The Public Health Agency of Canada also administers the community action program for children, providing funding to community-based groups to develop and deliver prevention and early intervention programs focusing on vulnerable children from birth to six years of age and for their families.
The government also supports a number of other programs and services related to maternal and child health for first nations and Inuit, including the aboriginal head start on reserve program, which provides $49 million annually to nurture the healthy growth and development of children from birth to six years of age in first nation communities by meeting their emotional, social, health, nutritional, cultural, and psychological needs.
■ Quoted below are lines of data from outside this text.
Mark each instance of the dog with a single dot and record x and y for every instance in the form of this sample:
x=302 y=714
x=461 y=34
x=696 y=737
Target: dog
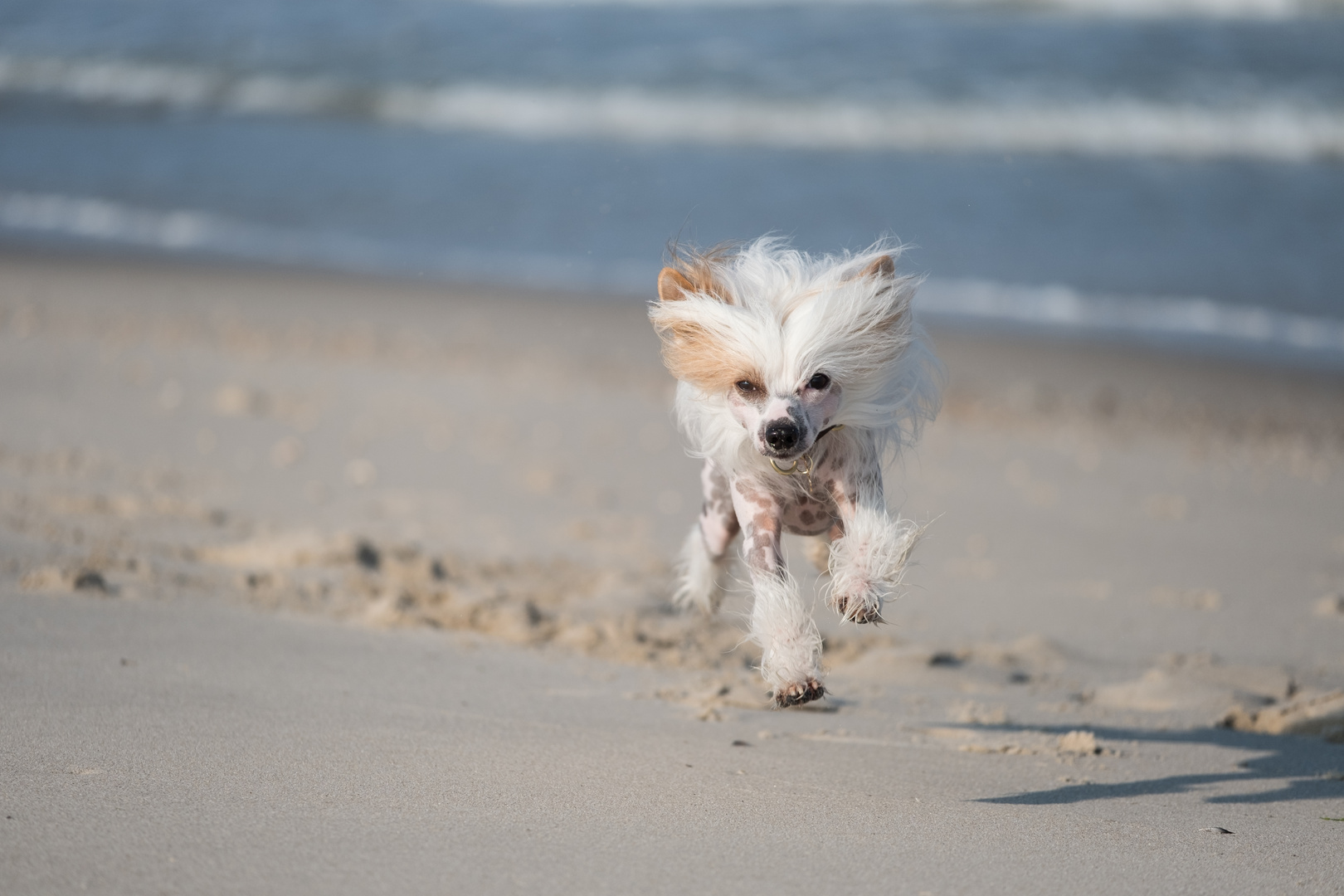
x=797 y=377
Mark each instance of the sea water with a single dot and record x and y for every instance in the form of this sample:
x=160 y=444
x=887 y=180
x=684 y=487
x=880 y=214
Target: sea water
x=1129 y=168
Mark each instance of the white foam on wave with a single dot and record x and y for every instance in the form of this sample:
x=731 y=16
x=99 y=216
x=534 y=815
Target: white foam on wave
x=1112 y=8
x=1270 y=129
x=219 y=236
x=1177 y=317
x=1038 y=308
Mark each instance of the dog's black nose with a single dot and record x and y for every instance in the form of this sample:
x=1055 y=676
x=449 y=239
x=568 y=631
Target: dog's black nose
x=782 y=436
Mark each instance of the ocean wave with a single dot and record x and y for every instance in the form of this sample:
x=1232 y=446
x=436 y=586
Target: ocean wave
x=1233 y=329
x=1269 y=129
x=1110 y=8
x=1175 y=317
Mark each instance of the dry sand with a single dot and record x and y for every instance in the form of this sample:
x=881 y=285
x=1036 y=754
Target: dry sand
x=321 y=585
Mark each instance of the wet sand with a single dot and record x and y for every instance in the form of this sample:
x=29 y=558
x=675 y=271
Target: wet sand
x=342 y=586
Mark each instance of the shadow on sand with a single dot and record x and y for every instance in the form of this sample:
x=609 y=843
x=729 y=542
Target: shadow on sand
x=1305 y=767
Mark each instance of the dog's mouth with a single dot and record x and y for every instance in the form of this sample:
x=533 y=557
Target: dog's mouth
x=784 y=441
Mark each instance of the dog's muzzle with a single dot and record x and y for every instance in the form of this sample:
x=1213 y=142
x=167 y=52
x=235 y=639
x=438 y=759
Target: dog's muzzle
x=782 y=437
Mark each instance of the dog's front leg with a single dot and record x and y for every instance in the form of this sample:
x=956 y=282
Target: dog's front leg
x=706 y=547
x=869 y=562
x=791 y=645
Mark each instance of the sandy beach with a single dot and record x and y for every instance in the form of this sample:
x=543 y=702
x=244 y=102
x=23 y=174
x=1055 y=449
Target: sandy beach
x=336 y=585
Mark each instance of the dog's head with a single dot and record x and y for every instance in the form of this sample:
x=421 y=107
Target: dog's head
x=786 y=344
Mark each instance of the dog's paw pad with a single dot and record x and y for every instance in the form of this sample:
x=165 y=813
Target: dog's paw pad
x=800 y=694
x=863 y=613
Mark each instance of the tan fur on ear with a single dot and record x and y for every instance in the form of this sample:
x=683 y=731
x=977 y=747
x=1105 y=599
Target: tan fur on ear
x=674 y=286
x=693 y=271
x=880 y=268
x=695 y=355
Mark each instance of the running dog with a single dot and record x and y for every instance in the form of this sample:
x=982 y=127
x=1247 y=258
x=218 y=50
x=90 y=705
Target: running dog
x=797 y=377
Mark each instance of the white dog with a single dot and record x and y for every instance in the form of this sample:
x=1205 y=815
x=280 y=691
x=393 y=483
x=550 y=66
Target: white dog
x=797 y=377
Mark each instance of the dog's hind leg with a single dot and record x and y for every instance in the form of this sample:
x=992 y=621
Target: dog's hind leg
x=791 y=645
x=706 y=550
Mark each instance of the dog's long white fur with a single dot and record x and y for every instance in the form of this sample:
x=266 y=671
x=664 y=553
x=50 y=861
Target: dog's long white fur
x=793 y=314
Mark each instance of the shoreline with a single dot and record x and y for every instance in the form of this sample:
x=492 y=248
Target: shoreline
x=485 y=490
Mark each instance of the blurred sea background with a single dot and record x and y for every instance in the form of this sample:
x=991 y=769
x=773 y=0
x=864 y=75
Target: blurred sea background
x=1122 y=169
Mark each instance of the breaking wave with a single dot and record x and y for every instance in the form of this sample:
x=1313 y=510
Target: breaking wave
x=1287 y=336
x=1270 y=129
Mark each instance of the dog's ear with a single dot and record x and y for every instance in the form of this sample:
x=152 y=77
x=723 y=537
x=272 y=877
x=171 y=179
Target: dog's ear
x=882 y=266
x=674 y=285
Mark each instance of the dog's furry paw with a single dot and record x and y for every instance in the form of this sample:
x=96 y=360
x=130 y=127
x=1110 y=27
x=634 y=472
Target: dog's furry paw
x=858 y=610
x=796 y=694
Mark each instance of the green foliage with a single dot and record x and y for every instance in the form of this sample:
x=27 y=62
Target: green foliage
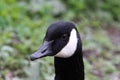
x=23 y=24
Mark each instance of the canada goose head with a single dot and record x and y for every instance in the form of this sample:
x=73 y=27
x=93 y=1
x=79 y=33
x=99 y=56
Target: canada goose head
x=60 y=41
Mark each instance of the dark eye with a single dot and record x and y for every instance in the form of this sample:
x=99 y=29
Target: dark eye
x=64 y=36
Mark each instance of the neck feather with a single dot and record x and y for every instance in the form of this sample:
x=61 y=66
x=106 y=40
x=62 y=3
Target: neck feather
x=70 y=68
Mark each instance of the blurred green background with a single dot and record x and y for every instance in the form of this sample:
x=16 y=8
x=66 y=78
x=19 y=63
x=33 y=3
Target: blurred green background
x=23 y=24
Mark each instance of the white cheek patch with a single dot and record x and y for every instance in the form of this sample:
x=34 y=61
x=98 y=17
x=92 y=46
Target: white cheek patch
x=71 y=46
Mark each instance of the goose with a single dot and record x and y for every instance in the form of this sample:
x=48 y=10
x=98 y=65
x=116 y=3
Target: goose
x=63 y=41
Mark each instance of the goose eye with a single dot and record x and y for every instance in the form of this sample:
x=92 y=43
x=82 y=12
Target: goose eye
x=64 y=36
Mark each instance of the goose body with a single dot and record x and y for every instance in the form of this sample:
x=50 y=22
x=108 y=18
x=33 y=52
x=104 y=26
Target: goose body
x=62 y=41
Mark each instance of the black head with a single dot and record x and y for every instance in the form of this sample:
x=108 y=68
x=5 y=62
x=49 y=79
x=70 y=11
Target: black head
x=60 y=40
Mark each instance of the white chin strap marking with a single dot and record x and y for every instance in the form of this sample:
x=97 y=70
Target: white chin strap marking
x=71 y=46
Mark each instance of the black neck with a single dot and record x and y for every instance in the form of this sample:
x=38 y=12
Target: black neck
x=70 y=68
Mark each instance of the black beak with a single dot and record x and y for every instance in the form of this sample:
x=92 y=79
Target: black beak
x=44 y=50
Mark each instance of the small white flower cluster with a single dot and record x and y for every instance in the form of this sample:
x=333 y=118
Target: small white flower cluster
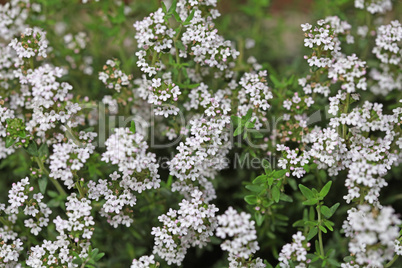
x=21 y=196
x=162 y=93
x=111 y=103
x=48 y=98
x=32 y=43
x=202 y=41
x=74 y=236
x=139 y=172
x=153 y=34
x=143 y=262
x=231 y=224
x=293 y=160
x=325 y=37
x=13 y=15
x=349 y=70
x=113 y=77
x=398 y=247
x=10 y=247
x=76 y=42
x=374 y=6
x=388 y=50
x=372 y=233
x=296 y=252
x=254 y=94
x=5 y=114
x=203 y=153
x=192 y=225
x=69 y=157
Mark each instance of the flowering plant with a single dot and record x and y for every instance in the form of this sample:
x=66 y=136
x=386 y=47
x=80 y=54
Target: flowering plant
x=155 y=135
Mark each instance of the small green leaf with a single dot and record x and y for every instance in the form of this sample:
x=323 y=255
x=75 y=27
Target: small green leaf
x=307 y=193
x=255 y=188
x=42 y=181
x=99 y=256
x=251 y=199
x=310 y=202
x=132 y=127
x=313 y=232
x=325 y=190
x=43 y=150
x=334 y=208
x=259 y=219
x=172 y=7
x=190 y=17
x=238 y=131
x=32 y=149
x=260 y=179
x=266 y=165
x=326 y=212
x=276 y=193
x=286 y=198
x=279 y=173
x=177 y=16
x=9 y=141
x=322 y=228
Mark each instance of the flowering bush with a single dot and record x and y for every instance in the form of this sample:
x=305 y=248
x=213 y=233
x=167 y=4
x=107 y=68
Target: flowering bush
x=162 y=134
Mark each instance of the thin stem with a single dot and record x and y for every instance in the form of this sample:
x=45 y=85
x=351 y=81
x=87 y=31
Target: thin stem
x=320 y=232
x=71 y=135
x=392 y=261
x=55 y=182
x=80 y=190
x=345 y=110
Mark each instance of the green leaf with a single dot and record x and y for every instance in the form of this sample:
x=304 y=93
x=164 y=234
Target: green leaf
x=313 y=232
x=189 y=18
x=322 y=228
x=328 y=225
x=259 y=219
x=310 y=202
x=251 y=199
x=9 y=141
x=307 y=193
x=52 y=194
x=279 y=173
x=43 y=150
x=172 y=7
x=266 y=165
x=32 y=149
x=334 y=208
x=164 y=7
x=326 y=212
x=276 y=193
x=299 y=223
x=132 y=127
x=270 y=181
x=42 y=181
x=238 y=131
x=325 y=190
x=255 y=188
x=248 y=115
x=177 y=16
x=99 y=256
x=260 y=179
x=286 y=198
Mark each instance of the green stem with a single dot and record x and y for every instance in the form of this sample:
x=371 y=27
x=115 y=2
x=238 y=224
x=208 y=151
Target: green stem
x=392 y=261
x=80 y=190
x=320 y=232
x=345 y=110
x=70 y=134
x=154 y=57
x=55 y=182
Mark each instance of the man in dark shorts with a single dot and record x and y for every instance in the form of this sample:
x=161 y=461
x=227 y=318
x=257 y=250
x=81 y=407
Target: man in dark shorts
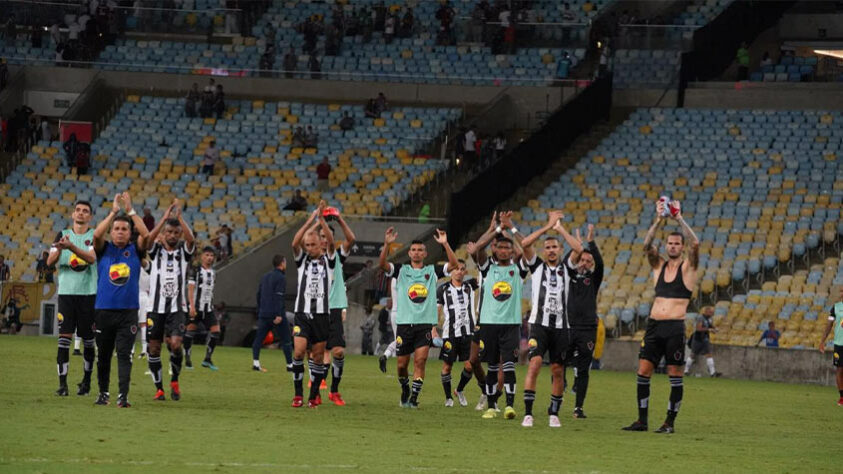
x=674 y=280
x=73 y=254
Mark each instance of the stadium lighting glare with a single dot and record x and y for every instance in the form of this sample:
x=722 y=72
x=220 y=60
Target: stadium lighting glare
x=835 y=53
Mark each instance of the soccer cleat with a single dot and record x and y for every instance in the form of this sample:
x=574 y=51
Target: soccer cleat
x=102 y=399
x=461 y=398
x=337 y=399
x=665 y=429
x=123 y=401
x=481 y=403
x=175 y=393
x=637 y=426
x=490 y=413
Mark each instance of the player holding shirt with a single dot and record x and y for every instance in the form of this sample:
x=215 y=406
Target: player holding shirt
x=416 y=318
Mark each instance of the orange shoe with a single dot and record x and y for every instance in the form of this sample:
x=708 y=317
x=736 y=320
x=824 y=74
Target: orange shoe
x=175 y=393
x=337 y=399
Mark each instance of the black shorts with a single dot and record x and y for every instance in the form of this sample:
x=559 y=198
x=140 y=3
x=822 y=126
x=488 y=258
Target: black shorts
x=456 y=348
x=412 y=336
x=500 y=343
x=206 y=318
x=551 y=340
x=161 y=325
x=336 y=332
x=664 y=339
x=76 y=314
x=313 y=327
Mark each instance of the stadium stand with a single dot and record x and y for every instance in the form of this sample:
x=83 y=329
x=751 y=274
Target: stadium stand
x=155 y=152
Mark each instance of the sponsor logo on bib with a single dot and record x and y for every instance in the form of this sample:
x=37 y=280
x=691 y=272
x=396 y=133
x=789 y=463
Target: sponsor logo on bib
x=501 y=291
x=417 y=293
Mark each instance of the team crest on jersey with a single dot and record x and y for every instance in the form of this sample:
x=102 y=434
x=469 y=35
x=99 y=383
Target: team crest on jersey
x=417 y=293
x=76 y=263
x=501 y=291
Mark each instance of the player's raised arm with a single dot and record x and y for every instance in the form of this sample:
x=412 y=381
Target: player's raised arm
x=651 y=250
x=389 y=237
x=442 y=238
x=105 y=224
x=693 y=242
The brighter futures program supports the well-being of children and families through a community development approach. Activities can include mental health counselling, youth activity programming, culture camps, and school breakfast programs.
There is also the fetal alcohol spectrum disorder program, which provides approximately $40 million to support first nations and Inuit communities to educate and raise awareness about the impacts of fetal alcohol spectrum disorder. Activities include developing mentoring programs to stop or reduce alcohol use during pregnancy, facilitating access to earlier diagnoses, and building capacity among front-line staff.
Finally, there is the children's oral health initiative, which provides over $5 million annually to promote good oral health initiatives.
In closing, our government recognizes that improving the health of first nations and Inuit is a shared undertaking among federal, provincial and territorial governments.